Climate Change Altering Fish Distributions

By on July 1, 2022
fish distribution (Credit: João Pacheco via Pixnio, Public Domain)

Fishing quotes and industrial regulations were established decades ago and, at the time, seemed effective in protecting and dividing up the resource amongst various nations, but the world spins on. Early regulations made the unfortunate error of assuming that we live in a static, unchanging world.

However, the world is warping rapidly and unchecked at the hands of human-caused climate change. One of these effects can be found in global fish distribution data. The Environmental Protection Agency reports, “The average center of biomass for 140 marine fish and invertebrate species shifted northward by about 20 miles between 1982 and 2018. These species also moved an average of 21 feet deeper.”

Naturally, some fish migrate to deeper, cooler waters during warmer seasons, but EPA data showed that fish stay in deeper water on average, even during colder seasons of the year. The migration is likely a result of warmer surface waters which also lead to a global shift toward the north as fish try to find the perfect temperature.

There have also been negative declines in many aquatic organism populations; however, most countries have yet to rework their fishing quotas and practices. In a changing world, policies that rely on current data and science should be of top priority in order to ensure a future for the earth.

How Climate Change Impacts Fish Distributions

The Marine Stewardship Council cites that the world’s oceans “have absorbed 93% of the excess heat from greenhouse gas emissions since the 1970s.” Of course, with the ever-climbing average temperature and such a high absorption rate, it is not surprising that the ocean is warming, and its estimated 500,000 to 10 million marine species are feeling the heat.

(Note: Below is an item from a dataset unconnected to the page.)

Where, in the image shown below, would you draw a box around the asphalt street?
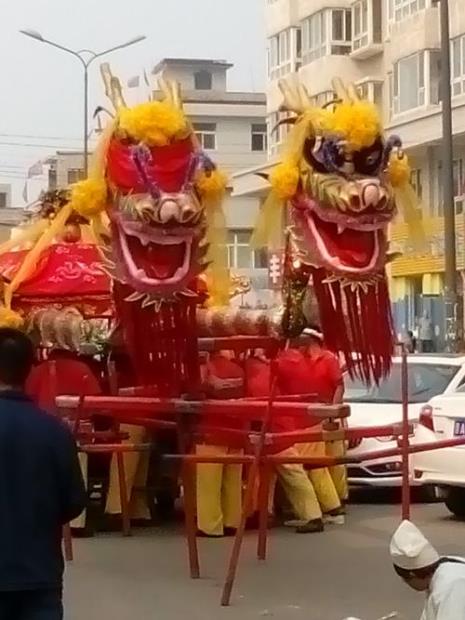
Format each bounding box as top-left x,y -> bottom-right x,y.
65,504 -> 465,620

In fact, the MSC reports a more than 50% increase in marine heatwaves in the past 30 years. Increases in temperature and acidification lead to habitat loss and species having to relocate to new areas to escape harsh conditions.

Overfishing and other unethical fishing practices are also harming fish populations and destabilizing the resource in addition to the damage already being done by climate change. Ignoring the role of overfishing and the fishing industry altogether allows for policy reform to be pushed to the back of the issue. Climate change is happening, and action must be taken wherever possible.

The MSC shares that many fisheries are suffering due to climate change and shifting fish distributions. Some have had to move north, following their stocks, while others have spent time, money, and energy stocking fishery habitats only to return in a year and find their stocks have vanished.


The best solution for anglers and fishery managers impacted by shifting fish distributions would be to practice sustainable fishing and push for policy reforms that protect aquatic resources. 10% of the world relies on fish for their livelihood, and the number is only expected to grow as the global population increases.

Unfortunately, without seafood as a resource, future generations will suffer food insecurity due to an avoidable disaster. Quotas and fishing practices must be reexamined before it’s too late—and these changes cannot be set in stone. The world is ever-changing, and human behavior must be prepared to respond to environmental needs as they shift.

Predicting the exact route of climate change and how marine species will respond is difficult but not futile. Responding to science and climate data in real-time could be the solution to securing reliance on aquatic resources for future generations.